I have the following Ruby code:
# func1 generates a sequence of items derived from x
# func2 does something with the items generated by func1
def test(x, func1, func2)
func1.call(x) do | y |
func2.call(y)
end
end
func1 = lambda do | x |
for i in 1 .. 5
yield x * i
end
end
func2 = lambda do | y |
puts y
end
test(2, func1, func2) # Should print '2', '4', '6', '8', and '10'
This does not work, of course.
test.rb:11: no block given (LocalJumpError)
from test.rb:10:in `each'
from test.rb:10
from test.rb:4:in `call'
from test.rb:4:in `test'
from test.rb:20
Lambdas don't implicitly accept blocks like regular methods do, so your func1 can't yield.
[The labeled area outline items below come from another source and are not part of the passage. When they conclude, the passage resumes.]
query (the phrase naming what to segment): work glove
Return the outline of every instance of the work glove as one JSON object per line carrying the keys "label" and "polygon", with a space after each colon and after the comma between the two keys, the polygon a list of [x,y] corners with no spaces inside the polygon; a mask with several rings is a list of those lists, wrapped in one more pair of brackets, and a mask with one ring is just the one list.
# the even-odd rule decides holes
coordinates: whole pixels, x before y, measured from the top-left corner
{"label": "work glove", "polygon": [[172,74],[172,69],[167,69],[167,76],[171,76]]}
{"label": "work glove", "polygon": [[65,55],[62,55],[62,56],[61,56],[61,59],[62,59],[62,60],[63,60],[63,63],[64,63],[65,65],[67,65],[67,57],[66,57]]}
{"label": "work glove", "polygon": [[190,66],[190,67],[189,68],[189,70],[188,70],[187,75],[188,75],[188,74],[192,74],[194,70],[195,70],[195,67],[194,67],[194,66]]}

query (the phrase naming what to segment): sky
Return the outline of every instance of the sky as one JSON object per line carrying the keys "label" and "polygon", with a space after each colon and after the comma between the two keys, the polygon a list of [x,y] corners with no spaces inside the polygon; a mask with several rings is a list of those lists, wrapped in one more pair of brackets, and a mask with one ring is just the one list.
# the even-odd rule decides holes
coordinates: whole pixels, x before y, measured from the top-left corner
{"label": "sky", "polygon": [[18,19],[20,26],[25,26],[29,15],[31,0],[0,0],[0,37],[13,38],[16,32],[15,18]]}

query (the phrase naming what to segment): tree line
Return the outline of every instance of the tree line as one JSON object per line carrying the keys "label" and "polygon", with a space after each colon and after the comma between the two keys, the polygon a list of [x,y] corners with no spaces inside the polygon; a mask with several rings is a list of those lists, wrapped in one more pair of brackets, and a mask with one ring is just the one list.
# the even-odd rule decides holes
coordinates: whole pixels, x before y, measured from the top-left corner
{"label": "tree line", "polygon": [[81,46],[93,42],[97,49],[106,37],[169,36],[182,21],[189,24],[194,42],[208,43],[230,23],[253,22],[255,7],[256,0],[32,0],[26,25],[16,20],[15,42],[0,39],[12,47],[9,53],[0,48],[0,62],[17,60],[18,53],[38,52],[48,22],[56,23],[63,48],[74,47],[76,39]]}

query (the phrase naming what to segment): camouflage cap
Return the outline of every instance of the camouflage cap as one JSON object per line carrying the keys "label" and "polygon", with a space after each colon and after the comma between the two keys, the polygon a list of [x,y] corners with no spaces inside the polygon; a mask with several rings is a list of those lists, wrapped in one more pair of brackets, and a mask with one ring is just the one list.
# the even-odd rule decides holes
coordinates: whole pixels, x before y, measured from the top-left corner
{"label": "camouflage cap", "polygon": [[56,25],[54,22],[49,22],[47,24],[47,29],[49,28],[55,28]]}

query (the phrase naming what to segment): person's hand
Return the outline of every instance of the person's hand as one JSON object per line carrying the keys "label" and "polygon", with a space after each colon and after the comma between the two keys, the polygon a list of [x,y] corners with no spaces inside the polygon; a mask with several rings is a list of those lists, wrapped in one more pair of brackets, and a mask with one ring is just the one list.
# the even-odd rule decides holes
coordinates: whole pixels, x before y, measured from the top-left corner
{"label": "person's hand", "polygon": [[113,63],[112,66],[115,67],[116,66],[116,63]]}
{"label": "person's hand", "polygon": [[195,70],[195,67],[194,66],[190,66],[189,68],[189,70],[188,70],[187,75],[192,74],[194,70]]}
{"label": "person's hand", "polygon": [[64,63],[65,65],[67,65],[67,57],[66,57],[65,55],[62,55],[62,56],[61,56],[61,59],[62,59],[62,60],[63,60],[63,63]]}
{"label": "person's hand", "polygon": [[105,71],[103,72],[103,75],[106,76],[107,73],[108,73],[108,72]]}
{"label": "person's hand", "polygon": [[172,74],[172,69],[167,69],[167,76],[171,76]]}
Do this instead:
func1 = lambda do |x, &blk|
for i in 1 .. 5
blk.call(x * i)
end
end
Specifically, I believe this is because yield would send control back to the caller's block, which would not include lambda invocations. So the following code works like you "expect":
def foo
(lambda { |n| yield(n) }).call(5)
end
foo { |f| puts f } # prints 5
In Ruby 1.9 only:
func1 = lambda do |x, &blk|
for i in 1..5
blk.call(x*i)
end
end
def test(x, func1, func2)
func1.call(x) do | y |
func2.call(y)
end
end
#change func1 to a method
def func1 x
for i in 1 .. 5
yield x * i
end
end
#func2 may be either a method or a lambda
#I changed it for consistency, but you don't have to
def func2 y
puts y
end
test(2, method(:func1), method(:func2))
Based upon Nikita Misharin's answer here:[https://stackoverflow.com/a/45571976/2165560], I like this:
def iterator(x)
for i in 1 .. 5
yield x * i
end
end
iteratorWrapper = -> (m,&block) { iterator(m) {|n| block.call n} }
iteratorWrapper.call(2) { |y| puts y }
It answers my question here [In Ruby, can you use the lambda or or Proc call method to invoke an iterator?.
By wrapping the iterator it can be arbitrarily passed to other methods and iterate on their blocks.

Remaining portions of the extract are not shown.